Value-aware Quantization for Training and Inference of Neural Networks
This work addresses memory efficiency for deep learning practitioners, offering incremental improvements in quantization techniques for training and inference.
The paper tackles the problem of reducing memory costs in neural networks by proposing value-aware quantization, which uses low precision for most data and high precision for a small fraction of large data. The result shows that with 3-bit activations, it achieves the same training accuracy as full precision while reducing memory costs by 41.6% and 53.7% in ResNet-152 and Inception-v3 compared to state-of-the-art methods, and with 4-bit weights and activations, it maintains inference accuracy within 1% drop.

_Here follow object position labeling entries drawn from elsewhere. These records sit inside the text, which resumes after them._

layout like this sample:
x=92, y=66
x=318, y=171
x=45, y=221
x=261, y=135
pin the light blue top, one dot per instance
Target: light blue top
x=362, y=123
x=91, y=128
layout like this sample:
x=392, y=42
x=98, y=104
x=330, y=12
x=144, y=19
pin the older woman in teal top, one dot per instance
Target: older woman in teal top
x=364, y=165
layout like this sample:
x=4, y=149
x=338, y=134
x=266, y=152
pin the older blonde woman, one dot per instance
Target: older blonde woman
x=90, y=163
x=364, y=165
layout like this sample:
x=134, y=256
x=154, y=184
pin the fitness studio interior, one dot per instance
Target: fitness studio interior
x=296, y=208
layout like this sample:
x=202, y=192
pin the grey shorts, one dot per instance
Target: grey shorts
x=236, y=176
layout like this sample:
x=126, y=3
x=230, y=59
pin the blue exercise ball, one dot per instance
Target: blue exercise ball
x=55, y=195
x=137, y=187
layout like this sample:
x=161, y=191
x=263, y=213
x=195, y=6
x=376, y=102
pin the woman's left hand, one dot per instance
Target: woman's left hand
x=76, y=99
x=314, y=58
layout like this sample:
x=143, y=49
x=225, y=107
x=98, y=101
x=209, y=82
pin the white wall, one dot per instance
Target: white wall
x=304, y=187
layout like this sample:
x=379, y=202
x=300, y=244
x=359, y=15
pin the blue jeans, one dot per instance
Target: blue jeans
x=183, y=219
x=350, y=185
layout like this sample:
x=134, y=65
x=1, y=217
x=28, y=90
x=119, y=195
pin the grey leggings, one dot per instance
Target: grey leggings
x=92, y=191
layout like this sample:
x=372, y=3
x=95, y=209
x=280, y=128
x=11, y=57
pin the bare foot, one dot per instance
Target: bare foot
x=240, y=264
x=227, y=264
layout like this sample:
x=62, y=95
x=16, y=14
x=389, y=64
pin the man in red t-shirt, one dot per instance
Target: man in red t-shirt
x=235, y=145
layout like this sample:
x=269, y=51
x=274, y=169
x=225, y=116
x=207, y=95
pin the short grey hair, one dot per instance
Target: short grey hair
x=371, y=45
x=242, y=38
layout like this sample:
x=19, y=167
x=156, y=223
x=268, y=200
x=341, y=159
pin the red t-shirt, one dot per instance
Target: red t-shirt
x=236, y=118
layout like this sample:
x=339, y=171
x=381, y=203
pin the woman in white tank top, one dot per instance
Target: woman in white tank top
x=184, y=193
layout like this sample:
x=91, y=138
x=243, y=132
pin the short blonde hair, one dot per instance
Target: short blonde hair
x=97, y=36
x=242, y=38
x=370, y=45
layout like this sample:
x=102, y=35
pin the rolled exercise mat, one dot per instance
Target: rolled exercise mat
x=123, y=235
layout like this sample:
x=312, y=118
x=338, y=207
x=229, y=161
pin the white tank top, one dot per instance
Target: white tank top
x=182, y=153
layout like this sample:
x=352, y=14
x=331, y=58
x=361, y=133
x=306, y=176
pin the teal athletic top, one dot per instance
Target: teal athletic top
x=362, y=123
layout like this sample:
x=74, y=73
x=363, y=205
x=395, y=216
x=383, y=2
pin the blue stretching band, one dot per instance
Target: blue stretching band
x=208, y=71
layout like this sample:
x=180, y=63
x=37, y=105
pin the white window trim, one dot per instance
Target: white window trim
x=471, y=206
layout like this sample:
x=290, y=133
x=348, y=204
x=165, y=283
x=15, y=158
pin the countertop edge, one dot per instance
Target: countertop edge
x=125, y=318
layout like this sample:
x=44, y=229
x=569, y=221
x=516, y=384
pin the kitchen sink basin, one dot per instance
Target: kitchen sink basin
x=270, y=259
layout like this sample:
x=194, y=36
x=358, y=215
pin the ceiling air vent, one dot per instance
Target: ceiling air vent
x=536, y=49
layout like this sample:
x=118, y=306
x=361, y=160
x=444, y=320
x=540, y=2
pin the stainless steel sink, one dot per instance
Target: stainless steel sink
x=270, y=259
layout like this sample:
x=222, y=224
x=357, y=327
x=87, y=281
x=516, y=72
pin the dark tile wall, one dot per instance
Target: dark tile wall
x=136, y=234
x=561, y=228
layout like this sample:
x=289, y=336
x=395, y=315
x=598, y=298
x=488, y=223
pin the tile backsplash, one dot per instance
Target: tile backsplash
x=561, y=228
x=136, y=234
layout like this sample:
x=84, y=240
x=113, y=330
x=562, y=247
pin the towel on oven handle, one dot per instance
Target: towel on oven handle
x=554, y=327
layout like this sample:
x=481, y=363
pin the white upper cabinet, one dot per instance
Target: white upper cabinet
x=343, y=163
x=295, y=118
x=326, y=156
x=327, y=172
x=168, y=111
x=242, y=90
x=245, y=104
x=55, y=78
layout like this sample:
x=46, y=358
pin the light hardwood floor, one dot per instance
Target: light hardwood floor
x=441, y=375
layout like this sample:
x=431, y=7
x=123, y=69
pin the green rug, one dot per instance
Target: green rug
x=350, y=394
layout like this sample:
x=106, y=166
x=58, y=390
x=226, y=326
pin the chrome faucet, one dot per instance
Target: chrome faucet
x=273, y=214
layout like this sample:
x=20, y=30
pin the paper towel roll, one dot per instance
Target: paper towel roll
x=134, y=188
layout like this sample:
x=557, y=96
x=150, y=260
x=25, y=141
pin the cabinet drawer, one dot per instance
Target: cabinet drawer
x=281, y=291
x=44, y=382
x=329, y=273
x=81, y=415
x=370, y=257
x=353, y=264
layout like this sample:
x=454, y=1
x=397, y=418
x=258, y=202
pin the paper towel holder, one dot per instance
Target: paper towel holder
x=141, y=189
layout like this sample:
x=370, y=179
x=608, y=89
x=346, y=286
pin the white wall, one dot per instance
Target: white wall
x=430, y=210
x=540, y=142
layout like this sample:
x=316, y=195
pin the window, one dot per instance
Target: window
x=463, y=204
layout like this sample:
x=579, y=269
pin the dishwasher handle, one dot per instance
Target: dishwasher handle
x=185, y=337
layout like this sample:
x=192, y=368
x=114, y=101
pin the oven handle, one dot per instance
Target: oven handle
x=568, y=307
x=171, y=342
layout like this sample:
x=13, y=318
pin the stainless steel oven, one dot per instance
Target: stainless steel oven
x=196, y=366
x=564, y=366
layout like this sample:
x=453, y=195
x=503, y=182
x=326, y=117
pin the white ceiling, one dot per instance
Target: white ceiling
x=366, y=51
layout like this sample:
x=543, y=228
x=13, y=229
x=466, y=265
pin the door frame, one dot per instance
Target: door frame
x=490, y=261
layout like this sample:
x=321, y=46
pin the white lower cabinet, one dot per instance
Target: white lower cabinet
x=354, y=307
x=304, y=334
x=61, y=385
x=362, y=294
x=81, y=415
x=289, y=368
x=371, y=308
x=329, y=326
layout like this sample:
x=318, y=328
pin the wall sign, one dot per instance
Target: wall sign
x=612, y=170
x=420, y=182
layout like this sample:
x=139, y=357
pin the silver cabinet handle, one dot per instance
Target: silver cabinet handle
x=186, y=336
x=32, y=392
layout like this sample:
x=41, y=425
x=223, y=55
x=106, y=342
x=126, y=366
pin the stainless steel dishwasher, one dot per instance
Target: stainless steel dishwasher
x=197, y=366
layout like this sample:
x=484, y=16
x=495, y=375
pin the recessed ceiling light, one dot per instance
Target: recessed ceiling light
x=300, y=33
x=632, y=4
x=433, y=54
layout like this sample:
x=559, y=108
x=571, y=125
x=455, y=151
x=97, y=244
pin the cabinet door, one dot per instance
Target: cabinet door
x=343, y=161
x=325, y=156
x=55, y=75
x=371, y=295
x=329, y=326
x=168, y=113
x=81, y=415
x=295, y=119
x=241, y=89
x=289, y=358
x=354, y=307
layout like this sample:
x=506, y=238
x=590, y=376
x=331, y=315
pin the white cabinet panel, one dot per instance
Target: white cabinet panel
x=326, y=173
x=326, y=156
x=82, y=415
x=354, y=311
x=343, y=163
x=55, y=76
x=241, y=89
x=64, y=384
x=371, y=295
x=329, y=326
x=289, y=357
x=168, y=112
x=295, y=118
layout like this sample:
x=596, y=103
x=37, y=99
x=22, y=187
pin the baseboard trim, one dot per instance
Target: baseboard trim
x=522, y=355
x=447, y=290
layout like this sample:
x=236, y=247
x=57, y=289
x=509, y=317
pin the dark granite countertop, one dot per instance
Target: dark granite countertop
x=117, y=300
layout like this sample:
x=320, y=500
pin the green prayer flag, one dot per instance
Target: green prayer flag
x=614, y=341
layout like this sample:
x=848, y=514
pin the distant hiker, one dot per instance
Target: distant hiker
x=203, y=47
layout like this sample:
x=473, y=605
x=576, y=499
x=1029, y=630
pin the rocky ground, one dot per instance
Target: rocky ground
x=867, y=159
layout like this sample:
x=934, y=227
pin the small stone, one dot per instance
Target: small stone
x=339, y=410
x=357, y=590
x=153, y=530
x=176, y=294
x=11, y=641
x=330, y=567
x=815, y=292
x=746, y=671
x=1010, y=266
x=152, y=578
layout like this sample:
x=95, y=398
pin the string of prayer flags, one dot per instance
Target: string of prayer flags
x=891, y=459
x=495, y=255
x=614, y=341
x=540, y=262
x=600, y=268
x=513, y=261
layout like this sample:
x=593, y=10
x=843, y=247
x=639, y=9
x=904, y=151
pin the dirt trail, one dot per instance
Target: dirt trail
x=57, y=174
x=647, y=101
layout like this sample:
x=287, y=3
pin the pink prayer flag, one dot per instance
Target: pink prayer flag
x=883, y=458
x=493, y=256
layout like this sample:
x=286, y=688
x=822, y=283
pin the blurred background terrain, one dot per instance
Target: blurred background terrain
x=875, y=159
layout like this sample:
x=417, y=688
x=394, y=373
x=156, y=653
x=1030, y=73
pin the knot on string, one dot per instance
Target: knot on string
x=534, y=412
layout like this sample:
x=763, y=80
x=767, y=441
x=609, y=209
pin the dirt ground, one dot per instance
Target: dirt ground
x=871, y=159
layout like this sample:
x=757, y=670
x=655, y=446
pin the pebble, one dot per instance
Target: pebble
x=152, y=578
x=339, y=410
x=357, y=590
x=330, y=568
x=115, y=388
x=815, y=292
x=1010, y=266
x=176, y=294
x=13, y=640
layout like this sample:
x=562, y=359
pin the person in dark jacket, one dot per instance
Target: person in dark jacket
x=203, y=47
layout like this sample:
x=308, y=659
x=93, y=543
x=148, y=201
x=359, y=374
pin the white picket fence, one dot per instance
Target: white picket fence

We propose a novel value-aware quantization which applies aggressively reduced precision to the majority of data while separately handling a small amount of large data in high precision, which reduces total quantization errors under very low precision. We present new techniques to apply the proposed quantization to training and inference. The experiments show that our method with 3-bit activations (with 2% of large ones) can give the same training accuracy as full-precision one while offering significant (41.6% and 53.7%) reductions in the memory cost of activations in ResNet-152 and Inception-v3 compared with the state-of-the-art method. Our experiments also show that deep networks such as Inception-v3, ResNet-101 and DenseNet-121 can be quantized for inference with 4-bit weights and activations (with 1% 16-bit data) within 1% top-1 accuracy drop.